CAPE CANAVERAL, Fla. — Four decades after landing men on the moon, NASA is returning to Earth's orbiting companion, this time with a set of robotic twins that will measure lunar gravity while chasing one another in circles.
By creating the most precise lunar gravity map ever, scientists hope to figure out what's beneath the lunar surface, all the way to the core. The orbiting probes also will help pinpoint the best landing sites for future explorers, whether human or mechanical.
Near-identical twins Grail-A and Grail-B — short for Gravity Recovery and Interior Laboratory — are due to blast off Thursday aboard an unmanned rocket.
Although launched together, the two washing machine-size spacecraft will separate an hour into the flight and travel independently to the moon.
It will be a long, roundabout trip — three to four months — because of the small Delta II rocket used to boost the spacecraft. NASA's Apollo astronauts used the mighty Saturn V rocket, which covered the approximately 240,000 miles to the moon in a mere three days.
NASA's Grail twins will travel more than 2 million miles to get to the moon under this slower but more economical plan.
The mission, from start to finish, costs $496 million.
The moon's appeal is universal.
"Nearly every human who's every lived has looked up at the moon and admired it," said Massachusetts Institute of Technology planetary scientist Maria Zuber, Grail's principal investigator. "The moon has played a really central role in the human imagination and the human psyche."
Since the Space Age began in 1957, 109 missions have targeted the moon, 12 men have walked its surface during six landings, and 842 pounds of rock and soil have been brought back to Earth and are still being analyzed.
Three spacecraft currently are orbiting the moon and making science observations. A plan to return astronauts to the moon was nixed in favor of an asteroid and Mars.
Despite all the exploration, scientists still don't know everything about the moon, Zuber noted. For example, its formation still generates questions — Grail's findings should help explain its origin — and its far side is still mysterious.
"You would think having sent many missions to the moon we would understand the difference between the near side and the far side, but in fact we don't," she said.
Recent research suggests Earth may have had a second smaller moon that collided with our present moon, producing a mountainous region. The Grail mission may help flush out that theory, Zuber said.
Grail-A will arrive at the moon on New Year's Eve, followed by Grail-B on New Year's Day. They will go into orbit around the lunar poles and eventually wind up circling just 34 miles above the surface.
For nearly three months, the spacecraft will chase one another around the moon, meticulously flying in formation. The distance between the two probes will range from 40 miles to 140 miles. Radio signals bouncing between the twins will provide their exact locations, even on the far side of the moon.

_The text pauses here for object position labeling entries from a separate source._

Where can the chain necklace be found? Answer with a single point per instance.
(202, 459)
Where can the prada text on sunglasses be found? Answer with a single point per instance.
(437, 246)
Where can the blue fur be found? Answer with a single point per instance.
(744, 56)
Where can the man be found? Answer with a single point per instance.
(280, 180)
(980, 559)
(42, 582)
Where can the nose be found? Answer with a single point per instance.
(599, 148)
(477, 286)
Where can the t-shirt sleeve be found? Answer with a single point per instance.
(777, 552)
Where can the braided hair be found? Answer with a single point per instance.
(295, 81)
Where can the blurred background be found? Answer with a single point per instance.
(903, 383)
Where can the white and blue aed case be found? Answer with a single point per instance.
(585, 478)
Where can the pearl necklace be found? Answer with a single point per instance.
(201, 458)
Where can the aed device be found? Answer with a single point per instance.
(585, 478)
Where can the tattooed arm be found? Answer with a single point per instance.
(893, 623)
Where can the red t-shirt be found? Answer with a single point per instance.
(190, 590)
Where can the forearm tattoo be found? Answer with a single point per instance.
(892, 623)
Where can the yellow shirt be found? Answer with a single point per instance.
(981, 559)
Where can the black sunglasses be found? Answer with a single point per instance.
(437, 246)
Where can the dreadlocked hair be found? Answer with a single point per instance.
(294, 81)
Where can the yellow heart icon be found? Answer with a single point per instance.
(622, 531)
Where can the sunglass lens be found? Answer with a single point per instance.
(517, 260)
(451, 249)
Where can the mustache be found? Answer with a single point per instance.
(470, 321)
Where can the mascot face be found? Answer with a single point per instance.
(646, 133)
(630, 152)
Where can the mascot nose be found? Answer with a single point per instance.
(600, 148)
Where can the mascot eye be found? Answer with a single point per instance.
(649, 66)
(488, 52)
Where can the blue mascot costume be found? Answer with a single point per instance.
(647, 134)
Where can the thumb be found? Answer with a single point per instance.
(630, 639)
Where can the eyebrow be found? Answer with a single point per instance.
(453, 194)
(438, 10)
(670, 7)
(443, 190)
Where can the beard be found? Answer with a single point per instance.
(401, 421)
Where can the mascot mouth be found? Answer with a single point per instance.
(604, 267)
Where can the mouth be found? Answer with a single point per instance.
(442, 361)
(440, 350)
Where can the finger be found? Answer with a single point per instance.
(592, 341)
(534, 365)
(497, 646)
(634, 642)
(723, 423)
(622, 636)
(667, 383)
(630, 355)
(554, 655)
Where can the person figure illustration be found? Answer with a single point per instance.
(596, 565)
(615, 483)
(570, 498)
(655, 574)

Scientists will be able to measure even the slightest variations in the gap between orbiting Grail-A and Grail-B — every single second. These subtle changes will indicate shifting masses below or at the lunar surface: mountains in some places, enormous lava tubes and craters in others.
The moon actually has the most uneven gravitational field in the solar system, according to NASA. The moon's gravity is about one-sixth Earth's pull.
"We measure the velocity change between the two spacecraft to a couple of fractions of a tenth of a micron per second. It is an extremely accurate measurement that has to be made," Zuber said.
A tenth of a micron is about half the size of a red blood cell.
By the time their science mission ends in late spring, Grail-A and Grail-B will be within 10 miles of the lunar surface. Barring a change in plans, they will crash into the moon.
Each spacecraft holds one science instrument— for sending and receiving radio signals between the two — as well as a digital video camera system, MoonKAM, intended for use by middle school students worldwide. Sally Ride, the first American woman in space, and her science education company in San Diego is leading the photo-gathering effort. It's billed as "eyes on the moon for Earth's students."
This is NASA's second robotic mission to be launched since the end of the shuttle program in July. A probe named Juno is headed for Jupiter following an Aug. 5 liftoff.
NASA officials will be thrilled if Grail generates even a portion of the immense interest ignited by the Juno launch. A large crowd is expected at Cape Canaveral for Thursday's morning liftoff, which features a pair of split-second launch windows a half-hour apart.
"We're just delighted by the way the country is responding to these exciting missions," said Jim Green, director of NASA's planetary science division.